Investigating the interplay between RNA structural dynamics and RNA chemical probing experiments.

Small molecule chemical probes that covalently bond atoms of flexible nucleotides are widely employed in RNA structure determination. Atomistic molecular dynamic (MD) simulations recently suggested that RNA-probe binding can be cooperative, leading to measured reactivities that differ from expected trends as probe concentrations are varied. Here, we use selective 2'-hydroxyl acylation analyzed by primer extension (SHAPE), dimethyl sulfate (DMS) chemical probing, and nuclear magnetic resonance (NMR) spectroscopy to explore the relationship between RNA structural dynamics and chemical probe reactivity. Our NMR chemical exchange experiments revealed that SHAPE-reactive base-paired nucleotides exhibit high imino proton exchange rates.
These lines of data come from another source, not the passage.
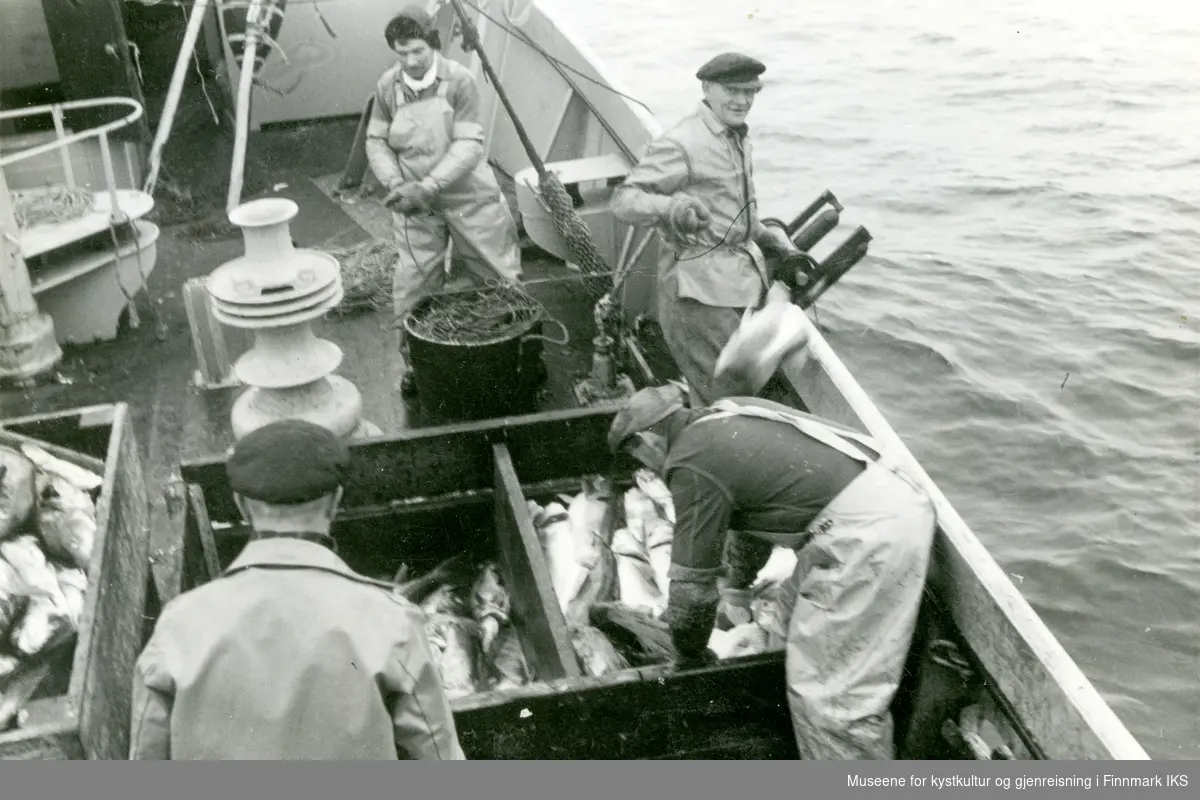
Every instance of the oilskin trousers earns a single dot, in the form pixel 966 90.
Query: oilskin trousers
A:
pixel 852 602
pixel 472 212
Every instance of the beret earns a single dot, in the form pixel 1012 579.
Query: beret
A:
pixel 287 462
pixel 731 67
pixel 414 19
pixel 645 409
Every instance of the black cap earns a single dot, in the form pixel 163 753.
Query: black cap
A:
pixel 411 23
pixel 287 463
pixel 731 67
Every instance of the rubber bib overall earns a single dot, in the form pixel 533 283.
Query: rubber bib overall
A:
pixel 852 600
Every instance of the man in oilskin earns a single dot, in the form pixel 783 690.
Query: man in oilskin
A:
pixel 291 654
pixel 748 474
pixel 695 184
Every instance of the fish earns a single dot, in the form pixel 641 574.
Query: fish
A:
pixel 491 603
pixel 657 491
pixel 35 572
pixel 443 600
pixel 739 641
pixel 18 492
pixel 761 342
pixel 82 479
pixel 507 661
pixel 779 567
pixel 73 584
pixel 455 644
pixel 593 523
pixel 66 518
pixel 12 596
pixel 636 584
pixel 7 665
pixel 595 653
pixel 567 575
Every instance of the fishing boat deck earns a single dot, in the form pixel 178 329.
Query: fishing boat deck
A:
pixel 151 366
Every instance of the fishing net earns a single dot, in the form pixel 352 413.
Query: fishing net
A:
pixel 366 275
pixel 477 317
pixel 55 204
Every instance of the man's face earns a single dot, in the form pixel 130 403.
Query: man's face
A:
pixel 415 56
pixel 731 102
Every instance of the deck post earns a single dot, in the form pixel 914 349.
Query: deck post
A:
pixel 28 346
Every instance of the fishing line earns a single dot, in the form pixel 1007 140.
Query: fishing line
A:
pixel 691 258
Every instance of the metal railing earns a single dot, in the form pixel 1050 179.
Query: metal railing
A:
pixel 63 139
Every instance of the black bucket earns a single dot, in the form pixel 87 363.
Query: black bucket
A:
pixel 477 380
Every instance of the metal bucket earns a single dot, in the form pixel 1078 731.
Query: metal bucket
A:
pixel 477 380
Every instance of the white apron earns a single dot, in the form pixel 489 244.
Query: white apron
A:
pixel 852 600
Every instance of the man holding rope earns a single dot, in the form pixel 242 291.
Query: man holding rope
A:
pixel 696 182
pixel 425 144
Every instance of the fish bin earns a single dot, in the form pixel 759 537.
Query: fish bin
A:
pixel 478 521
pixel 75 582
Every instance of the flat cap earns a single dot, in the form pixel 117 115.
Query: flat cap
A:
pixel 287 463
pixel 413 22
pixel 645 409
pixel 731 67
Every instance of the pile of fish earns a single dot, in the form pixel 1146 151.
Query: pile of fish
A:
pixel 47 535
pixel 475 644
pixel 605 549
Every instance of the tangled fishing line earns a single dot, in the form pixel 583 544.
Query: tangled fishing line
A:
pixel 55 204
pixel 477 317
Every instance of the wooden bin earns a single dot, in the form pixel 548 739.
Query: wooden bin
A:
pixel 91 719
pixel 426 494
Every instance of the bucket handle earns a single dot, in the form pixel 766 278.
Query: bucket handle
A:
pixel 567 336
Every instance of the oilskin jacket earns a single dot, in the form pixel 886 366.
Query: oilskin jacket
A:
pixel 291 655
pixel 706 158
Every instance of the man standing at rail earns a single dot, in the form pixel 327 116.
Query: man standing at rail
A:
pixel 291 655
pixel 696 184
pixel 425 145
pixel 760 474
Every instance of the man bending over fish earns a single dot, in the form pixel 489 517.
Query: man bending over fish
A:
pixel 425 145
pixel 291 655
pixel 756 474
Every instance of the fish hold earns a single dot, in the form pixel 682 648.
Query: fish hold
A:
pixel 18 492
pixel 73 583
pixel 741 641
pixel 456 653
pixel 491 603
pixel 79 477
pixel 636 585
pixel 45 619
pixel 33 569
pixel 443 601
pixel 657 491
pixel 66 518
pixel 12 596
pixel 509 667
pixel 595 653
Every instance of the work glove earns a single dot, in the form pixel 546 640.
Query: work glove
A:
pixel 408 197
pixel 687 215
pixel 733 608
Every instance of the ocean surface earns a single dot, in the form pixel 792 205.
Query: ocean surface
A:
pixel 1029 316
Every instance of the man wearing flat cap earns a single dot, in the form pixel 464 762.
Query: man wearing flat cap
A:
pixel 695 184
pixel 425 145
pixel 747 475
pixel 289 654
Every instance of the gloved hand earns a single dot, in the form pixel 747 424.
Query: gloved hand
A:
pixel 733 608
pixel 706 657
pixel 688 215
pixel 408 197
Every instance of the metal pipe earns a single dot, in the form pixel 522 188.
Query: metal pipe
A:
pixel 167 119
pixel 245 85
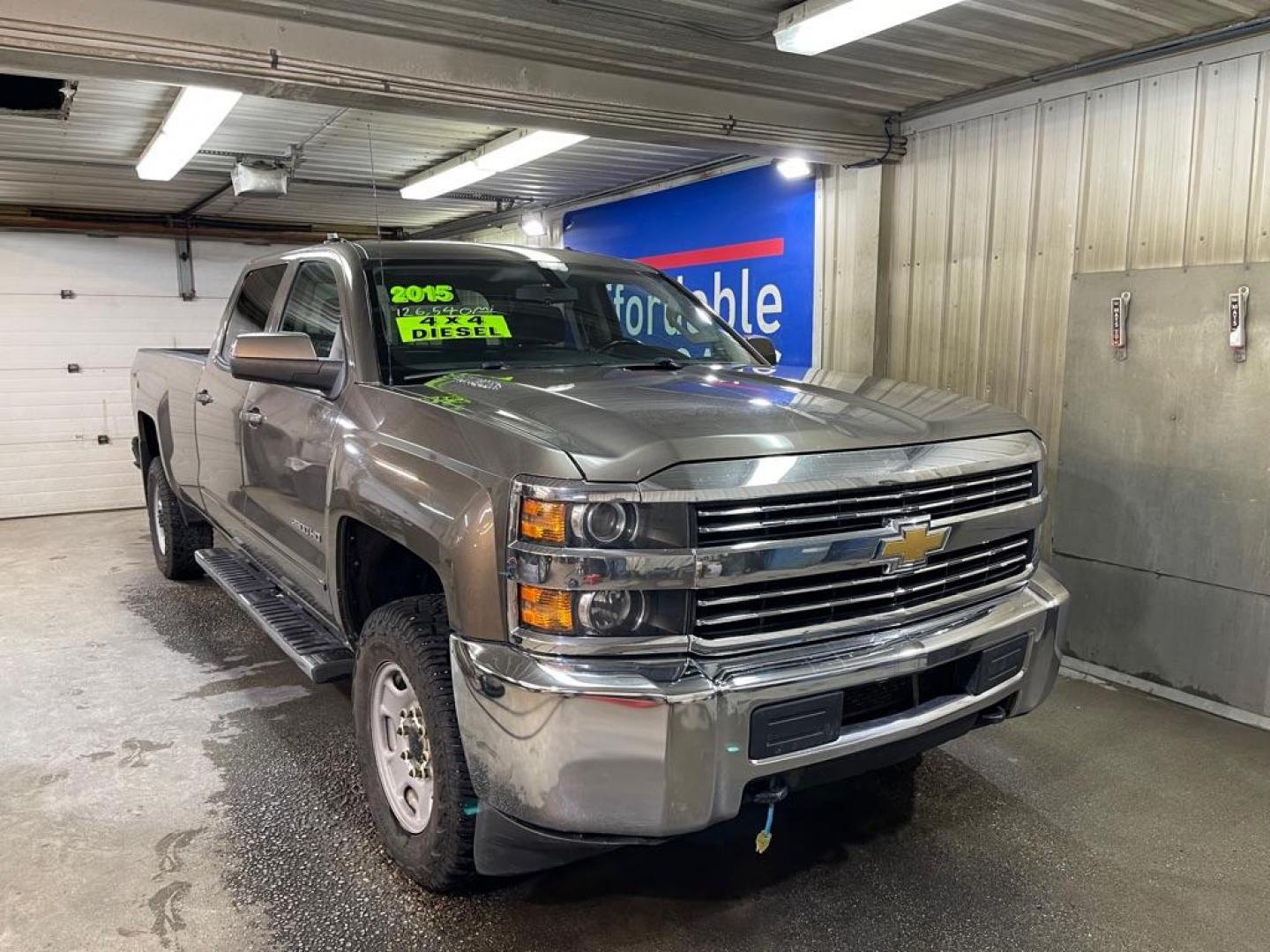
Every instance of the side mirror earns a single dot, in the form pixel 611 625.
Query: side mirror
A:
pixel 765 348
pixel 285 357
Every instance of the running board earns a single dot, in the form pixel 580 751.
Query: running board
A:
pixel 319 652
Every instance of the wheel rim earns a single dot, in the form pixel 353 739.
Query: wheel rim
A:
pixel 401 750
pixel 161 532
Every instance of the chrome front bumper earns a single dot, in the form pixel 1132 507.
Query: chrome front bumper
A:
pixel 648 747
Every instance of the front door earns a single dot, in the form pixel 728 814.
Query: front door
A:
pixel 288 446
pixel 219 398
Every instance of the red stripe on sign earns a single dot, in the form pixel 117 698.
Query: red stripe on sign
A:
pixel 766 248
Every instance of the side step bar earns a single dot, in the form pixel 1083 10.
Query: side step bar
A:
pixel 306 641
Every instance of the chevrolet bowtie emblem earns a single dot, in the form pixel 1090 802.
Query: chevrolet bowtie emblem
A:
pixel 912 545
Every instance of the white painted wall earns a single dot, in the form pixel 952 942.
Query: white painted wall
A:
pixel 126 297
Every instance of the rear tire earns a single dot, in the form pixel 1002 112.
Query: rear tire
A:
pixel 173 539
pixel 404 703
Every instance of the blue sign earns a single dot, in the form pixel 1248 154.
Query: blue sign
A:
pixel 744 244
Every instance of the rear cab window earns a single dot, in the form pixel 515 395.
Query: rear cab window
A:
pixel 251 306
pixel 312 306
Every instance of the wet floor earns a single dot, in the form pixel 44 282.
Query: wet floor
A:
pixel 169 781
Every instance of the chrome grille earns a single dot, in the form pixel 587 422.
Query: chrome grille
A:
pixel 856 593
pixel 850 510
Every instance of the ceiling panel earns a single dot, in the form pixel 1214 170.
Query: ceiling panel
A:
pixel 86 161
pixel 728 45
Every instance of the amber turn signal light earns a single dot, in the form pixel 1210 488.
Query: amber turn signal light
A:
pixel 546 609
pixel 542 522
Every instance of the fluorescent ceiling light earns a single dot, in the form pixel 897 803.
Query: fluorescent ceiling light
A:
pixel 534 227
pixel 817 26
pixel 446 181
pixel 504 152
pixel 794 167
pixel 192 120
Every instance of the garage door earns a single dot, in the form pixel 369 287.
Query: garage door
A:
pixel 65 415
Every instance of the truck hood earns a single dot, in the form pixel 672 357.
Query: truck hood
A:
pixel 623 426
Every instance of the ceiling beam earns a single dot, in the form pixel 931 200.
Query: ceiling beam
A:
pixel 290 58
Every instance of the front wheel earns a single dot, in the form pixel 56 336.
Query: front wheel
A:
pixel 173 539
pixel 410 752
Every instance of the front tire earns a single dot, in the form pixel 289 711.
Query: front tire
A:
pixel 409 747
pixel 173 539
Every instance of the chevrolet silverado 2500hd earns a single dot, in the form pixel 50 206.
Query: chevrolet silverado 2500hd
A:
pixel 600 576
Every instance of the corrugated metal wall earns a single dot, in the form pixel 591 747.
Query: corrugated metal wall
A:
pixel 990 217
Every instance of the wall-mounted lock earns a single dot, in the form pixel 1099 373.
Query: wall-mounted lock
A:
pixel 1237 316
pixel 1120 326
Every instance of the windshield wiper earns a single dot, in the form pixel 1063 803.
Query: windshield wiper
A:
pixel 660 363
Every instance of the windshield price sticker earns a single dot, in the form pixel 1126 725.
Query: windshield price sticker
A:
pixel 418 294
pixel 427 328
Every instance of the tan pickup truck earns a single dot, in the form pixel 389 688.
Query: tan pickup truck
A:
pixel 594 588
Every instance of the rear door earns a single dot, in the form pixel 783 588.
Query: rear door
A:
pixel 219 398
pixel 288 443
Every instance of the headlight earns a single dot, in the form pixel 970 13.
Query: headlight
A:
pixel 603 524
pixel 609 612
pixel 603 612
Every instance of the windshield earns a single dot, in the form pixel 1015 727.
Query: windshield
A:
pixel 437 316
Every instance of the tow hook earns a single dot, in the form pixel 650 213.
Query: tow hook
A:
pixel 773 795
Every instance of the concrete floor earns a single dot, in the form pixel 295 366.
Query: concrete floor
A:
pixel 169 781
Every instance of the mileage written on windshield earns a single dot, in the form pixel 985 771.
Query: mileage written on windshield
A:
pixel 423 325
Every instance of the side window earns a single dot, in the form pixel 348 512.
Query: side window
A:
pixel 251 306
pixel 312 306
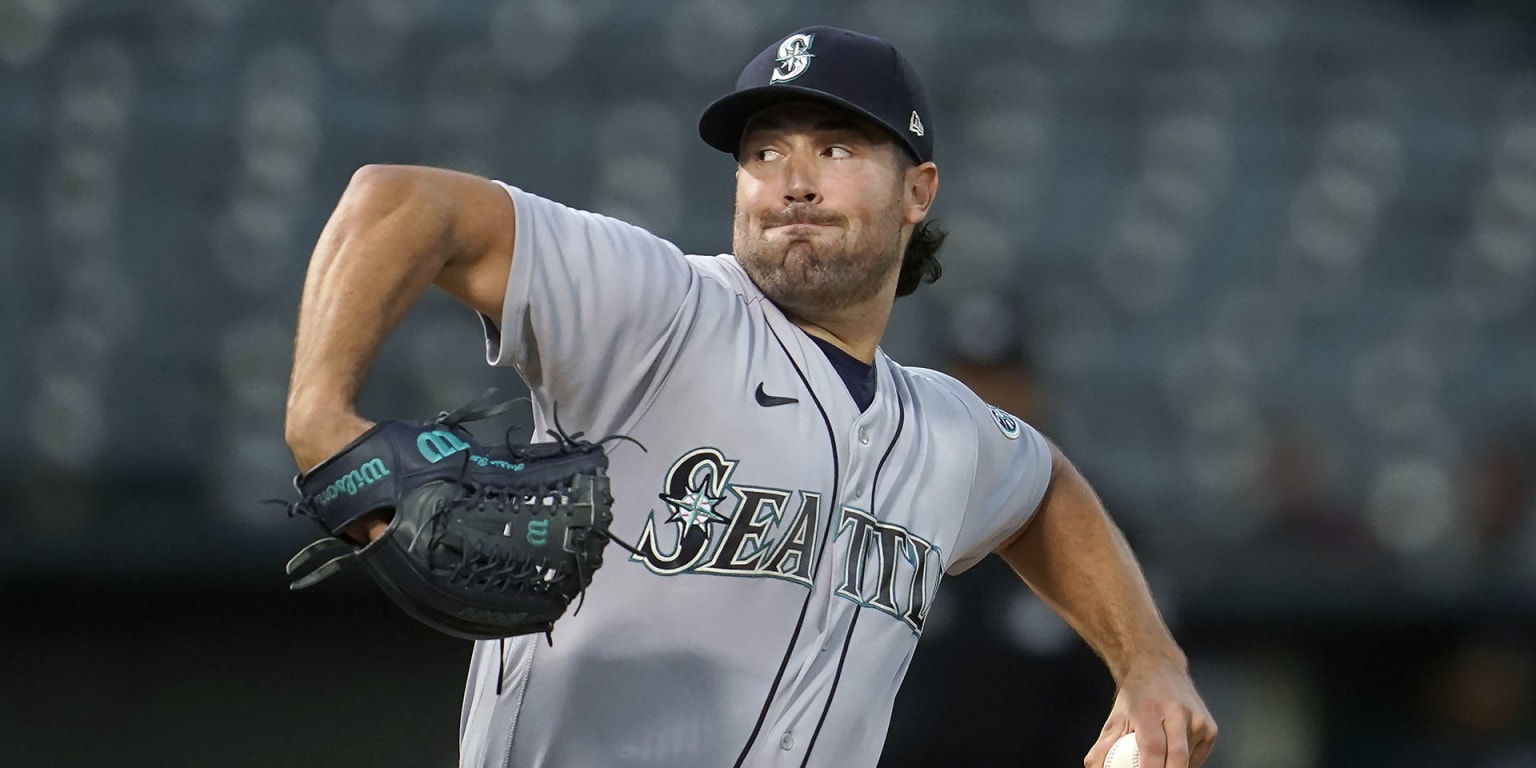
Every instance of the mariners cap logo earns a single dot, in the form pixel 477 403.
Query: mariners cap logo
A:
pixel 794 57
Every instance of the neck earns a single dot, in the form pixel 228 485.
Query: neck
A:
pixel 854 329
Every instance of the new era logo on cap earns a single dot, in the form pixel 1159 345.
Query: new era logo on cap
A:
pixel 853 71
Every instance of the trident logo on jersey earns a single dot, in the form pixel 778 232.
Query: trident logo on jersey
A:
pixel 777 533
pixel 794 59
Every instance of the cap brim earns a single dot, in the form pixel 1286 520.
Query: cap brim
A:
pixel 722 123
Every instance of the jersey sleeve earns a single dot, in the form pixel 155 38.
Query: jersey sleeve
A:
pixel 1012 469
pixel 589 317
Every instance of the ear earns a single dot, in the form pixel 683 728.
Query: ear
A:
pixel 919 188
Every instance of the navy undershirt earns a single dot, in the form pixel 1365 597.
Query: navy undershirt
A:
pixel 857 375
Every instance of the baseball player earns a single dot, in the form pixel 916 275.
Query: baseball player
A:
pixel 801 495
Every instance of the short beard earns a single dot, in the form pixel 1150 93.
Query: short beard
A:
pixel 825 277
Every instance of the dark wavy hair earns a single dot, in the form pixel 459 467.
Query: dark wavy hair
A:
pixel 920 263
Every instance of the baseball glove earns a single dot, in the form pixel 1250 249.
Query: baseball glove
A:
pixel 484 541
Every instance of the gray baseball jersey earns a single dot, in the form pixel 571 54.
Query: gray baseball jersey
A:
pixel 791 544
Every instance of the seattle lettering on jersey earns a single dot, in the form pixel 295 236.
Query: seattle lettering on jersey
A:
pixel 776 533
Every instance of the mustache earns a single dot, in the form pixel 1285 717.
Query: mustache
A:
pixel 801 215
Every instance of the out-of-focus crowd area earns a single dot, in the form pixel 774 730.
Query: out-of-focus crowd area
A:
pixel 1266 269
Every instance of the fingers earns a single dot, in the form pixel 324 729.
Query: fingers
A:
pixel 1203 734
pixel 1114 728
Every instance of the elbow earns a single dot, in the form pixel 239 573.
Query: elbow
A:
pixel 378 186
pixel 397 195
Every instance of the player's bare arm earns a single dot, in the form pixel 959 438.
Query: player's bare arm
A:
pixel 1074 556
pixel 395 232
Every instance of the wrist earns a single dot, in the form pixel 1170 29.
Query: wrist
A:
pixel 314 433
pixel 1160 659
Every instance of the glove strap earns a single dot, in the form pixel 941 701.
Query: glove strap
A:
pixel 334 566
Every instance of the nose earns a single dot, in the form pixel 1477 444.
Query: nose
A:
pixel 799 182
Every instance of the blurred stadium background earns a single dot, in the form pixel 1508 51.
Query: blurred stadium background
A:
pixel 1264 268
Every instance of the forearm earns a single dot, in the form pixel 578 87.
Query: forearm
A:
pixel 1079 562
pixel 380 251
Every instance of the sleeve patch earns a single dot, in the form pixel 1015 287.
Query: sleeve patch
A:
pixel 1006 423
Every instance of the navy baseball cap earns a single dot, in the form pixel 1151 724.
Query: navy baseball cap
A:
pixel 854 71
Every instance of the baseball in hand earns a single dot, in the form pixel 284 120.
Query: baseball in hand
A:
pixel 1123 753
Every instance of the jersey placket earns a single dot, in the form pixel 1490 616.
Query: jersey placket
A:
pixel 862 446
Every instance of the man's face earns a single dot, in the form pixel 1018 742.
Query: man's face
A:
pixel 820 206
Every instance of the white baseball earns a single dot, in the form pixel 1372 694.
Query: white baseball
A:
pixel 1123 753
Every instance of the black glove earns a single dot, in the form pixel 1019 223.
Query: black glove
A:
pixel 484 541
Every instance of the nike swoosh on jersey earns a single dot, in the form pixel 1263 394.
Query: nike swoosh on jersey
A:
pixel 765 400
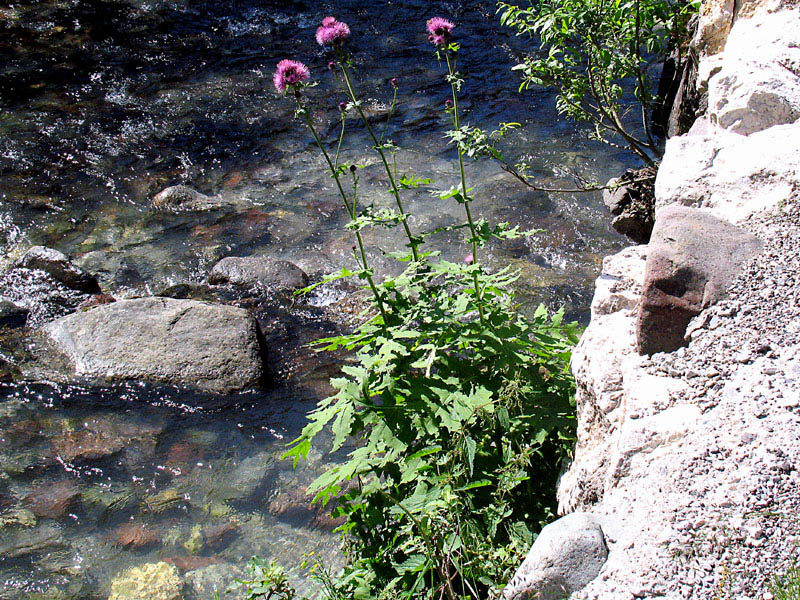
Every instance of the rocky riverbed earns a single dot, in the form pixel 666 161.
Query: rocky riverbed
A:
pixel 158 207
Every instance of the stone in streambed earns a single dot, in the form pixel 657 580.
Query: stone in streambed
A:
pixel 692 259
pixel 52 501
pixel 177 342
pixel 269 274
pixel 153 581
pixel 11 315
pixel 179 198
pixel 59 267
pixel 567 556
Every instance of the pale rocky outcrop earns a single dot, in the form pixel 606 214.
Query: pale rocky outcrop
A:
pixel 732 175
pixel 181 342
pixel 692 258
pixel 688 460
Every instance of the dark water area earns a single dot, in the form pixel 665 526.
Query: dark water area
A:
pixel 105 103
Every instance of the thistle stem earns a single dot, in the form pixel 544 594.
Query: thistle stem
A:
pixel 351 210
pixel 413 242
pixel 456 124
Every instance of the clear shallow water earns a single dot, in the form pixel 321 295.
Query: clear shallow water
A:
pixel 103 104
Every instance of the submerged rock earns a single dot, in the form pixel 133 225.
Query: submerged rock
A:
pixel 259 271
pixel 691 260
pixel 59 267
pixel 567 555
pixel 11 315
pixel 53 500
pixel 153 581
pixel 182 198
pixel 177 342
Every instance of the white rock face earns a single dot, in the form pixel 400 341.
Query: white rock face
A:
pixel 669 447
pixel 733 175
pixel 753 97
pixel 756 84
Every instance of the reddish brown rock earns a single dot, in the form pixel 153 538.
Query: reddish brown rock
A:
pixel 190 563
pixel 692 258
pixel 134 535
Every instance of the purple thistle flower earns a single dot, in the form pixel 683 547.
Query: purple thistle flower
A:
pixel 332 31
pixel 440 30
pixel 289 73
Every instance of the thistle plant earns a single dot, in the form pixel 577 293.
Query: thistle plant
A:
pixel 457 407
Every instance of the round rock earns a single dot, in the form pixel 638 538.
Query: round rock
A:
pixel 260 271
pixel 567 556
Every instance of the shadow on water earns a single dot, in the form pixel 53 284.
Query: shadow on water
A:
pixel 105 103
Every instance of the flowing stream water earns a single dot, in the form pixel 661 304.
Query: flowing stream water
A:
pixel 103 103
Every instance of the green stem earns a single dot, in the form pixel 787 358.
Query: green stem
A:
pixel 478 295
pixel 351 210
pixel 413 242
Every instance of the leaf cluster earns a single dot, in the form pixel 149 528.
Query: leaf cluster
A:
pixel 461 425
pixel 589 50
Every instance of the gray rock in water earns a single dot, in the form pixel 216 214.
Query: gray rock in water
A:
pixel 692 259
pixel 633 203
pixel 273 275
pixel 59 267
pixel 182 197
pixel 567 555
pixel 179 342
pixel 11 315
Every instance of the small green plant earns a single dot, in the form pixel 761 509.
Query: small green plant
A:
pixel 266 581
pixel 589 48
pixel 787 586
pixel 458 409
Additionally, we find that as the concentration of a probe increases, some nucleotides' modification rates shift unexpectedly. For instance, some base-paired nucleotides that are unreactive at one probe concentration become reactive at another, often corresponding with a shift in the modification rate of the complementary nucleotide. We believe this effect can be harnessed to infer pairing interactions. Lastly, our results suggest that the overmodification of an RNA can impact its conformational dynamics, leading to modulations in the structural ensembles representing the RNA's fold. Our findings suggest an intricate interplay between RNA conformational dynamics and chemical probing reactivity.